> Why wouldn’t 3rd party hardware vendors continue to work on reducing costs of running models locally?
Every one wants this to happen they are all trying but...
EUV, what has gotten us down to 3nm and less is HARD. Reduction in chip size has lead to increases in density and lower costs. But now yields are DOWN and the design concessions to make the processes work are hurting costs and performance. There are a lot of hopes and prayers in the 1.8 nodes but things look grim.
Power is a massive problem for everyone. It is a MASSIVE a problem IN the data center and it is a problem for GPU's at home. Considering that locally is a PHONE for most people it's an even bigger problem. With all this power comes cooling issues. The industry is starting to look at all sorts of interesting ways to move heat away from cores... ones that don't involve air.
Design has hit a wall as well.
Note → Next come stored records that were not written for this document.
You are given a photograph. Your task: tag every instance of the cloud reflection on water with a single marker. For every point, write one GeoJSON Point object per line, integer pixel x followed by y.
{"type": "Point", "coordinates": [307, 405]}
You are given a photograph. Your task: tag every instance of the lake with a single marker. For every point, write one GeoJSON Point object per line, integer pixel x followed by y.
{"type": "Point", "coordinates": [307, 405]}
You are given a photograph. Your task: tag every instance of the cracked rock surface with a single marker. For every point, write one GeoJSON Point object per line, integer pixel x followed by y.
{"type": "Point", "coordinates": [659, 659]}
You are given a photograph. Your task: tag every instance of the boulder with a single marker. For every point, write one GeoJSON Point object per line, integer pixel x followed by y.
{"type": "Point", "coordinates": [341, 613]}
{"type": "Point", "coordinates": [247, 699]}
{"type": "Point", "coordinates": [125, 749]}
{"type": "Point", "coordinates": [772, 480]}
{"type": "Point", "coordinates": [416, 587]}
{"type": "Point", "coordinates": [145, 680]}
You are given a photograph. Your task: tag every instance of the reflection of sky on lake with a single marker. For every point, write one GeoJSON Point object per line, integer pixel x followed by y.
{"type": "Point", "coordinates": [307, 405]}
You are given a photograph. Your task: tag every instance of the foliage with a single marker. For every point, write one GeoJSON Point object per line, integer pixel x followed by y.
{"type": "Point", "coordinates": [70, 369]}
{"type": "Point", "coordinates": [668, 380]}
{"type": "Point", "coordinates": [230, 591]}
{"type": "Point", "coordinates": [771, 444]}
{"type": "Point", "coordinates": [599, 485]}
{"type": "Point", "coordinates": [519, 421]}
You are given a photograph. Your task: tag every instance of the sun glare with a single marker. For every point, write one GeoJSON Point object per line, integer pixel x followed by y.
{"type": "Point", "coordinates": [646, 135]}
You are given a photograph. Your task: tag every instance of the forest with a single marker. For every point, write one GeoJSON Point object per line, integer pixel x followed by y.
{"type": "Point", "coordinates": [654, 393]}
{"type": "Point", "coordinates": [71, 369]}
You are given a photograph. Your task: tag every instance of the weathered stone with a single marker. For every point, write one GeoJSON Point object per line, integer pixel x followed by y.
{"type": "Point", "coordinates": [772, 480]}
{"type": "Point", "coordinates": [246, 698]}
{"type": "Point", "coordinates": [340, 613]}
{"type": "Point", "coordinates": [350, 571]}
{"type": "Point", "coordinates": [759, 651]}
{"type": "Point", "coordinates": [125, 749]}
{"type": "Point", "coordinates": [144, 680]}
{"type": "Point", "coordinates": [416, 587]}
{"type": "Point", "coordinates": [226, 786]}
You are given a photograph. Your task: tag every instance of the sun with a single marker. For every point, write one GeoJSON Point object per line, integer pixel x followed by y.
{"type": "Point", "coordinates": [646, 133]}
If you look at NVIDIA's latest offering its IPC, (thats Instructions Per Clock cycle) you will find they are flat. The only gains between the latest generation and previous have come from small frequency upticks. These gains came from using "more power!!!", and thats a problem because...
Memory is a problem. There is a reason that the chips for GPU's are soldered on to the boards next to the processors. There is a reason that laptops have them soldered on too. CAMM try's to fix some of this but the results are, to say the least, disappointing thus far.
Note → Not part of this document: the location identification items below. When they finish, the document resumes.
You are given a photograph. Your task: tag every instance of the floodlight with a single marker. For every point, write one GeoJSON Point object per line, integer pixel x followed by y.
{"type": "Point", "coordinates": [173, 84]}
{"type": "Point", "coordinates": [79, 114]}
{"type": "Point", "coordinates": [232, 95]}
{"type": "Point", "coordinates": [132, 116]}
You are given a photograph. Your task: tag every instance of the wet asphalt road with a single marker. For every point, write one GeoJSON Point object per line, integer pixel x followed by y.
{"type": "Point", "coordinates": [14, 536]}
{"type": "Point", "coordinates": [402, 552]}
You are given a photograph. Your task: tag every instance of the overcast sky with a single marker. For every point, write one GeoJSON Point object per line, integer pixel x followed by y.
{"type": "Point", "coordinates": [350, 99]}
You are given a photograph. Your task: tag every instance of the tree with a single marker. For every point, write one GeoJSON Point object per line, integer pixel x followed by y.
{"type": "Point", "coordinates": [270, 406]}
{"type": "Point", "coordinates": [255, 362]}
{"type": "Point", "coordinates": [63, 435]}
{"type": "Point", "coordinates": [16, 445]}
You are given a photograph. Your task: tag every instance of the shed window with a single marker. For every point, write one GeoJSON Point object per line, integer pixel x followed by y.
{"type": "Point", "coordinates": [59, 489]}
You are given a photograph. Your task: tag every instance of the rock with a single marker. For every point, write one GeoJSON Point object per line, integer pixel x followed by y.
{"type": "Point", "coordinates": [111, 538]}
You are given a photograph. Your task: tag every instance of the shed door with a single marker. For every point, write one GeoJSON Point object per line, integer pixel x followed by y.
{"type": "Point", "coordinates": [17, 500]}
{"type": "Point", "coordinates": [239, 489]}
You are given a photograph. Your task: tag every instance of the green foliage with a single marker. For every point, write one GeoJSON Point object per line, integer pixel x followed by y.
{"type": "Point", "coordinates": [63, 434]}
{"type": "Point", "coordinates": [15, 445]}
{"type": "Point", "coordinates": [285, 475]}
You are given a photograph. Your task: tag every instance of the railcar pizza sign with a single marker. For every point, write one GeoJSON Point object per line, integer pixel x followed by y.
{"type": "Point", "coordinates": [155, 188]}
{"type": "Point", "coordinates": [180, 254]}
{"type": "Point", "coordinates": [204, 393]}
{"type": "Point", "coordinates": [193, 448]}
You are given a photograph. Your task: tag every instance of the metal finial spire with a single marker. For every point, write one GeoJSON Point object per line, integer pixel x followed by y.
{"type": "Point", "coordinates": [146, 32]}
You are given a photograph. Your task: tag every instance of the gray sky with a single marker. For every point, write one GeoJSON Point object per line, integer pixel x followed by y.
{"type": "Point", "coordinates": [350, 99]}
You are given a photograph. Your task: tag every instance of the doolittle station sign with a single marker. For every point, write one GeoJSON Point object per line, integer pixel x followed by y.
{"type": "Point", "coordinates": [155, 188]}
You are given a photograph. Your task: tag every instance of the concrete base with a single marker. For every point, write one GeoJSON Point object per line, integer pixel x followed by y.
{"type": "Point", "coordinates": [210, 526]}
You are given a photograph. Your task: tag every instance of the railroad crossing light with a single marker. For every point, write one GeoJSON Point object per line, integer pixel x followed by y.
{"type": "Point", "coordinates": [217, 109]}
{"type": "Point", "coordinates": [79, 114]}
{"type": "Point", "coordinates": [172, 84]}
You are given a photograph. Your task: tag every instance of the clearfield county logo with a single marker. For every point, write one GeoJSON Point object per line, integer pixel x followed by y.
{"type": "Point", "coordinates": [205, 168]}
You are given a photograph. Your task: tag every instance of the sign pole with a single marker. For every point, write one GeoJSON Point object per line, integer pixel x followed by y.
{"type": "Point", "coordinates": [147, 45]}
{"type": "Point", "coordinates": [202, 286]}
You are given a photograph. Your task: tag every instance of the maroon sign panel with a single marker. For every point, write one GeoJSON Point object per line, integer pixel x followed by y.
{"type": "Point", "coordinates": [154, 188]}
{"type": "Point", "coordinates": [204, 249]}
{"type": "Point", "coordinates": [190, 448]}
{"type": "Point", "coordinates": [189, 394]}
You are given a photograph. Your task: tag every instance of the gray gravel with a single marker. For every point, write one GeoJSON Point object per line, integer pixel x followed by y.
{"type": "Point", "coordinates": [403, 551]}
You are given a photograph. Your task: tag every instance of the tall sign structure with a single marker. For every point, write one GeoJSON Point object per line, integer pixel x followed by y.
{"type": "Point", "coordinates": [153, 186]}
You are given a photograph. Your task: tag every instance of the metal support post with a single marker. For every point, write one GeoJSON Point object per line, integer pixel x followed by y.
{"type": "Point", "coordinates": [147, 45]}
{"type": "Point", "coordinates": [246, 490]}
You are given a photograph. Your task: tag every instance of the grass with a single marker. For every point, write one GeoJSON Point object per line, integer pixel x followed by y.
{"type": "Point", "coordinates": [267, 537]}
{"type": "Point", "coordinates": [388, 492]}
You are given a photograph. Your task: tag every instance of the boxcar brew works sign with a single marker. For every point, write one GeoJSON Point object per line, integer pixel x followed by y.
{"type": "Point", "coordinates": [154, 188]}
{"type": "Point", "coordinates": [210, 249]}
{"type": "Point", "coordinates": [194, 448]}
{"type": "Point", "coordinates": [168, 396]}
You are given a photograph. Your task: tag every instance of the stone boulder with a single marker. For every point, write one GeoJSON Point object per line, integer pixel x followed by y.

All of this has been hitting cpu's slowly, but we have also had the luxury of "more cores" to throw at things. If you go back 10-15 years a top end server is about the same as a top end desktop today (core count, single core perf). Because of all of the above issues I don't think you are going to get 700+ core consumer desktops in a decade (current high end for server CPU)... because of power, costs etc.
Unless we see some foundational breakthrough in hardware (it could happen), you wont see the normal generational lift in performance that you have in the past (and I would argue that we already haven't been seeing that). Someone is going to have to make MAJOR investments in the software side, and there is NO MOAT by doing so. Simply put it's a bad investment... and if we can't lower the cost of compute (and it looks like we can't) its going to be hard for small players to get in and innovate.
It's likely you're seeing a very real wall.